In the pantheon of Pixar movies, there are the greats (all four “Toy Story” movies, “Finding Nemo, ” “Inside Out,” “The Incredibles”) and the not-so-great (“Monsters University,” “The Good Dinosaur,” “Cars 2”). Unfortunately, the studio’s newest title, “Onward,” belongs in the latter category. That’s not really fair, because it’s not as bad as those three examples, but it’s not that good either.

“Onward” is the story of Ian Lightfoot, a teenage elf. He never knew his father, who died before Ian was born, so he lives with his mother and older brother Barley. Ian is shy and awkward, while Barley is boisterous but not too bright. If you know anything about animated movies, you know that means the younger one will find his courage before the story’s done, while the older one will prove to have a wealth of knowledge that helps save the day.

The plot sets the two brothers off on a quest to find a mystical jewel that will help them bring back their father for 24 hours. It’s a bonding experience with plenty of obstacles, many of them ripped off from other adventure movies like “Raiders Of The Lost Ark,” “The Lord Of The Rings,” and “Harry Potter and the Sorcerer’s Stone.” Worse, the animation in “Onward” doesn’t have the stunning quality that the best Pixar movies have always featured. It looks much more like an old-school Disney movie than a paradigm-shifting Pixar project, without a single “Whoa! Look at that!” moment.
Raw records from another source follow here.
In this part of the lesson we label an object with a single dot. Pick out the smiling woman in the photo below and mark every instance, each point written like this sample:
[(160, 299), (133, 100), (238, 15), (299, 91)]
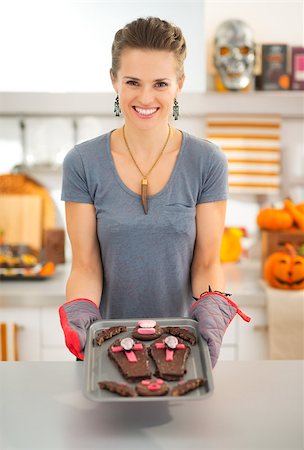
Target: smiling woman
[(145, 203)]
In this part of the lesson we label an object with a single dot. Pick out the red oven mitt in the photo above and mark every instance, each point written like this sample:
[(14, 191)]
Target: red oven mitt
[(214, 311), (76, 317)]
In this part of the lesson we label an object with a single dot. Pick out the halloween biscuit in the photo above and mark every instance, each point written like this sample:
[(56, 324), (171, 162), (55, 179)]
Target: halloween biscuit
[(108, 333), (131, 358), (187, 386), (146, 330), (152, 388), (118, 388), (170, 355), (183, 333)]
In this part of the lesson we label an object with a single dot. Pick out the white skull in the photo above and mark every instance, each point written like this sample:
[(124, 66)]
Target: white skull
[(234, 55)]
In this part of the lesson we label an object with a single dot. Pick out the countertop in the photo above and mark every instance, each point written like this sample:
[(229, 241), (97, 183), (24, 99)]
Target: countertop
[(243, 281), (255, 405)]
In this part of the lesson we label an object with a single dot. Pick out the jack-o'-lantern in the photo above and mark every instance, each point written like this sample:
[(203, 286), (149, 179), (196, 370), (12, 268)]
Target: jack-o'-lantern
[(274, 219), (231, 246), (285, 269)]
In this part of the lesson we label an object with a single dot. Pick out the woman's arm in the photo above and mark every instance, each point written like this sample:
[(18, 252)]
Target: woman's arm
[(206, 267), (85, 280)]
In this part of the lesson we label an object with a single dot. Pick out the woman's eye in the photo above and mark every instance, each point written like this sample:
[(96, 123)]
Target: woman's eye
[(132, 82), (161, 84)]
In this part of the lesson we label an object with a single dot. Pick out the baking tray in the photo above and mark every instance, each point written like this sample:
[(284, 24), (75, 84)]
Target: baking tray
[(99, 367)]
The production design of the town, the school, and even the places the boys visit looked like something out of the fantasy-movie cliché handbook.

The voice actors include Tom Holland and Chris Pratt as the brothers, Julia Louis-Dreyfus as their mother, Mel Rodriguez as her cop boyfriend, Lena Waithe and Ali Wong as two other police officers, Octavia Spencer as the owner of a local tavern with a secret of her own, and (of course) John Ratzenberger, who by law must work on every Pixar project. They’re all fine, but none distinguishes themselves because the characters just aren’t interesting enough.

All of this may appeal to a younger audience that enjoys big-budget quest movies and role-playing fantasy games (both on- and off-line), but I’ve never been part of that demographic, so I was mostly bored and disappointed.

Before we were shown “Onward” at a press screening, we got a trailer for Pixar’s next upcoming movie, “Soul,” which looks like it will have a lot more humanity and a better story. I’m looking forward to that.

In the meantime, I give “Onward” a 4 out of 10.